Mes débuts en journalisme coïncident avec l’époque tragique du génocide rwandais et la création même de la Fondation. Comme journaliste suisse, impossible de ne pas connaître ce projet magnifique et ses fondateurs, notamment Philippe Dahinden que j’ai eu la chance de connaître. Hasard de la vie, je me suis souvenu récemment, que l’un des premiers articles que j’ai écrit était consacré à Radio Hirondelle. La longévité et le développement rigoureux de ses projets, autant que l’idée qui sous-tend la Fondation (contribuer au maintien de la paix par la proposition d’une information impartiale à une audience démunie), la formation de journalistes au Sud, tout cela ne pouvait que parler à quelqu’un qui aime se projeter ailleurs. De retour en Suisse, après 4 ans passés à Paris comme correspondant de la RTS, j’ai eu envie de retourner sur des terrains plus complexes dans l’optique d’un projet de transmission dans les pays qui en ont le plus besoin. Cette fibre, si je peux dire cela ainsi, je l’ai toujours eue : pendant plus de 10 ans, j’ai collaboré au Festival Media Nord-Sud, ainsi qu’au Festival du film sur les droits humains (FIFDH) de Genève. En 2018, il m’a semblé que le moment était venu de répondre à cet appel intime. J’ai donc saisi avec bonheur, l’opportunité de ce poste de responsable éditorial, quand il s’est présenté.

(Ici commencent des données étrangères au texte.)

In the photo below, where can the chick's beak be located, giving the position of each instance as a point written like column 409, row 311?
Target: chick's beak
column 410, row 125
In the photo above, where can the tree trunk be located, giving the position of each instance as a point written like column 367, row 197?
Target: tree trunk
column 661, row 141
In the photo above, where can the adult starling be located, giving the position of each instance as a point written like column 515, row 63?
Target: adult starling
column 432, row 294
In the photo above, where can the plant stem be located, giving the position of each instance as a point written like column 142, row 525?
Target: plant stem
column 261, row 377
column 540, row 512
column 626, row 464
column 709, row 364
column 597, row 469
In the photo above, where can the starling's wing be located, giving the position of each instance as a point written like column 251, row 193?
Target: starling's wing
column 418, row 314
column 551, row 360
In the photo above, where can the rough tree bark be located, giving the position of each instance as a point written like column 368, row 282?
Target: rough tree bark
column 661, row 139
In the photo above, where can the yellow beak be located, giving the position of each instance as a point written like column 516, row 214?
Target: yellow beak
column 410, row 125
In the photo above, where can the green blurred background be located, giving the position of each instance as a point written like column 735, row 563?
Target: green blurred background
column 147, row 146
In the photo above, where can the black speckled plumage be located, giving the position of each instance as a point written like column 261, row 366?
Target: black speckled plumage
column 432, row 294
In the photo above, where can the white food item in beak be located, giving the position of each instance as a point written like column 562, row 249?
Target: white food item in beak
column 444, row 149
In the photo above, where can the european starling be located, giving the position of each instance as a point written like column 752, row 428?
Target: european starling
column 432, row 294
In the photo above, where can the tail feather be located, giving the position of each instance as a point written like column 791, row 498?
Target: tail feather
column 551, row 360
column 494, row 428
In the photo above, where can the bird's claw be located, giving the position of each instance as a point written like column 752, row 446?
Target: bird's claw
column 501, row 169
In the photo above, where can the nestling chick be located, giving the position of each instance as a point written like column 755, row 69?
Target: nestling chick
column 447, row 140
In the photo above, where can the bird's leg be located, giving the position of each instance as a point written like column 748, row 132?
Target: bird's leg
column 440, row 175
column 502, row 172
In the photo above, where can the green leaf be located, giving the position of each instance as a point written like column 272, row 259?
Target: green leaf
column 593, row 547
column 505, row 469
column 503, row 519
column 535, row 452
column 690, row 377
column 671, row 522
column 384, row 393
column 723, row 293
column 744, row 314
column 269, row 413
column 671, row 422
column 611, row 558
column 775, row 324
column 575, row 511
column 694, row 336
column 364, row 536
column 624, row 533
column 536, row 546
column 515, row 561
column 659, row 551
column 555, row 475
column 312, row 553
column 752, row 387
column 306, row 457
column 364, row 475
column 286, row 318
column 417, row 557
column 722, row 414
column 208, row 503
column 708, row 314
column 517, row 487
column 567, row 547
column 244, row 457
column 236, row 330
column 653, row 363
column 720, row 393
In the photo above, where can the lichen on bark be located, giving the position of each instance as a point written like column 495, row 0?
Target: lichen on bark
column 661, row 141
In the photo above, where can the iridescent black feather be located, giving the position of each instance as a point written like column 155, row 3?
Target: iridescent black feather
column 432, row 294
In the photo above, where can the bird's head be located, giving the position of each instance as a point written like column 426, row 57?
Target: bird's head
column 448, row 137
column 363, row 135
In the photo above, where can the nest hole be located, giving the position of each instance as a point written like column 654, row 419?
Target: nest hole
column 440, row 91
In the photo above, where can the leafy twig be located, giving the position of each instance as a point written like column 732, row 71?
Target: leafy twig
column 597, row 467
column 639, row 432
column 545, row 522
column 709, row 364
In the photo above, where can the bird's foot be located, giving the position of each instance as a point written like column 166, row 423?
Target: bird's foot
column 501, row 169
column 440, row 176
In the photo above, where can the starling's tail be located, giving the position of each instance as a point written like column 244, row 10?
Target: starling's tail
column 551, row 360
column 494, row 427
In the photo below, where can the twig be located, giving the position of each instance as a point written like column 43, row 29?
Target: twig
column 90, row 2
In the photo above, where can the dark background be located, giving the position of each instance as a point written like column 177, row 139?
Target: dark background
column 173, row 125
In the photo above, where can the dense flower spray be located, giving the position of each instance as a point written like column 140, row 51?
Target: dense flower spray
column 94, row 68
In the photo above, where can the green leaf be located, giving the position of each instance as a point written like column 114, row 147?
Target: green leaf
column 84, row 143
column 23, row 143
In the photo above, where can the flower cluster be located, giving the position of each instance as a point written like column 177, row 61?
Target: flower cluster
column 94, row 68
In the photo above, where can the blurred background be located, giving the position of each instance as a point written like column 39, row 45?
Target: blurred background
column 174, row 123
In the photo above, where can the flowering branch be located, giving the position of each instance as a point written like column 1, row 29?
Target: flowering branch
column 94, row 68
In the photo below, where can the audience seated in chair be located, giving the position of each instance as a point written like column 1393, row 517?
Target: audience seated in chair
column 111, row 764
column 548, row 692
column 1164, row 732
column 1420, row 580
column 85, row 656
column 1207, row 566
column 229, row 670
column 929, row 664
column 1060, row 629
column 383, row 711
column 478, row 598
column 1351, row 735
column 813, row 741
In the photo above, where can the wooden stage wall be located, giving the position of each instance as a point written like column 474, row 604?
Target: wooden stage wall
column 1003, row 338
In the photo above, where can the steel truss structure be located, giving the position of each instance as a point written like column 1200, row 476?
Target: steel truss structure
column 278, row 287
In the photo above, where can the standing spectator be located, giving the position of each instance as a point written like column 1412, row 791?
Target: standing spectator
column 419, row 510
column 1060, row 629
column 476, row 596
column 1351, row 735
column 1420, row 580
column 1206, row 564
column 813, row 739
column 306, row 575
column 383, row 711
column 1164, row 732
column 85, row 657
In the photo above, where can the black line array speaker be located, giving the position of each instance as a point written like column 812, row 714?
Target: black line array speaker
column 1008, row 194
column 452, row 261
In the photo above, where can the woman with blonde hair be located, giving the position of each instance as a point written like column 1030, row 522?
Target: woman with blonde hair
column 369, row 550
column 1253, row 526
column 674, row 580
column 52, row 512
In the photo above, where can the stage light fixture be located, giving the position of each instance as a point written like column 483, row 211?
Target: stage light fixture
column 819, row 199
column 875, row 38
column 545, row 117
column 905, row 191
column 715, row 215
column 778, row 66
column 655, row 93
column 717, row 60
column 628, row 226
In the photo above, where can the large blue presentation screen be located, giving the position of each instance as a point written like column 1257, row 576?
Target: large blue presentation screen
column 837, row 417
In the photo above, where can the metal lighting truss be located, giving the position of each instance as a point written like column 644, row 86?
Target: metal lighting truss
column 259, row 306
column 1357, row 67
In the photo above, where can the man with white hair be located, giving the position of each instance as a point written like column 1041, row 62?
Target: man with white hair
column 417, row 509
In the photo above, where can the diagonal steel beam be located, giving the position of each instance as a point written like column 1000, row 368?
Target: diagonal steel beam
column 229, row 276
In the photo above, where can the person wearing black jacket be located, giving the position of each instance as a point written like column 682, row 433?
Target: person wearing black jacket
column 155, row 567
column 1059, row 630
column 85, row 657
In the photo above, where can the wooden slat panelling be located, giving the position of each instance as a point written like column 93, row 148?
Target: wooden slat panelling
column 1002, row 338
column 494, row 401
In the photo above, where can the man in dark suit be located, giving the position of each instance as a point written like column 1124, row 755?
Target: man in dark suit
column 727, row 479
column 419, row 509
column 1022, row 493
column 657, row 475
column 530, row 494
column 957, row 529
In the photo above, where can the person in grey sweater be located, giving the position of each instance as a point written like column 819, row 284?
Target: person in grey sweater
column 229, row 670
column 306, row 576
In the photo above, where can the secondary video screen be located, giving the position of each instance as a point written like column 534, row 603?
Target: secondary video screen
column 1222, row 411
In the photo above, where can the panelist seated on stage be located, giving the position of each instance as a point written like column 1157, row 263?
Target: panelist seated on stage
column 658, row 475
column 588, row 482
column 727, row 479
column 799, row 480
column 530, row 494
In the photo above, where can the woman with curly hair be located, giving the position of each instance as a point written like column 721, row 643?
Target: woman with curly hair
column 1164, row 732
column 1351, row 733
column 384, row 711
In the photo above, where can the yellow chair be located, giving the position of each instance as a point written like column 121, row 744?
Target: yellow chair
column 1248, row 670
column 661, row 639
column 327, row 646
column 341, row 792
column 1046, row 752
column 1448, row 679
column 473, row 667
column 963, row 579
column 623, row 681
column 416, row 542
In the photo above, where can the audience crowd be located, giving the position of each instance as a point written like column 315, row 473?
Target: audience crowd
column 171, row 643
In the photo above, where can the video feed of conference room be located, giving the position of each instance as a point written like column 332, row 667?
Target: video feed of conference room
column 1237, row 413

Quels défis voyez-vous à l’exercice du journalisme dans des contextes de crise, et quel rôle peut-il jouer selon vous dans ces contextes ?
« La première victime d’une guerre, c’est la vérité ». Cette phrase me revient souvent à l’esprit. Que ferions-nous, nous qui n’avons – heureusement – jamais connu la guerre, si nous étions dans la situation de tous ces gens perdus dans un conflit dont ils ne voient plus le bout ? Sans repère, sans protection, sans droit, sans soin ? Que ferions-nous livrés à une famine meurtrière dans une région oubliée du monde ? Si nos enfants étaient privés d’école des années durant, comme je l’ai vu en Afghanistan jadis, dans certaines zones FARC en Colombie ou aujourd’hui en Syrie ? Comment réagirions-nous si, comme j’ai pu le constater au Sierra Leone, l’homme qui vous a coupé les avant-bras à la machette, vivait en toute impunité dans votre voisinage ? Comment réparer, comment se réparer lorsqu’on est en deuil ou que l’on a été violé ? Comment amorcer l’indispensable résilience? Je me souviens, à la chute de Tombouctou, de ces femmes violées sous l’occupation, qui ont fini par se confier à nous, moi et mon caméraman, deux Blancs, car elles n’avaient nulle autre personne à qui confier leur douleur. Dans des pays où l’éducation fait défaut si souvent, où les épidémies et pandémies surviennent dans des régions parfois inaccessibles, l’information est cruciale. Mais l’enjeu est immense car il implique une culture journalistique qui ne va pas de soi dans des pays où les régimes ont entretenu – et entretiennent encore – l’ignorance et l’opacité. Des territoires où celui qui porte une vérité est intimidé, emprisonné, torturé et parfois tué. Le défi d’informer de manière impartiale dans ces contextes est de disposer d’un média qui a la confiance de ceux qui l'écoutent. De convaincre toutes les parties de l’intérêt d’informer, vaille que vaille. De contribuer ainsi à améliorer le vivre ensemble, le dialogue et la compréhension d’une société, ne serait-ce que pour prévenir le pire. Ceci implique la formation des journalistes sur place, de rédactions, qui représente un autre enjeu majeur, indispensable et passionnant.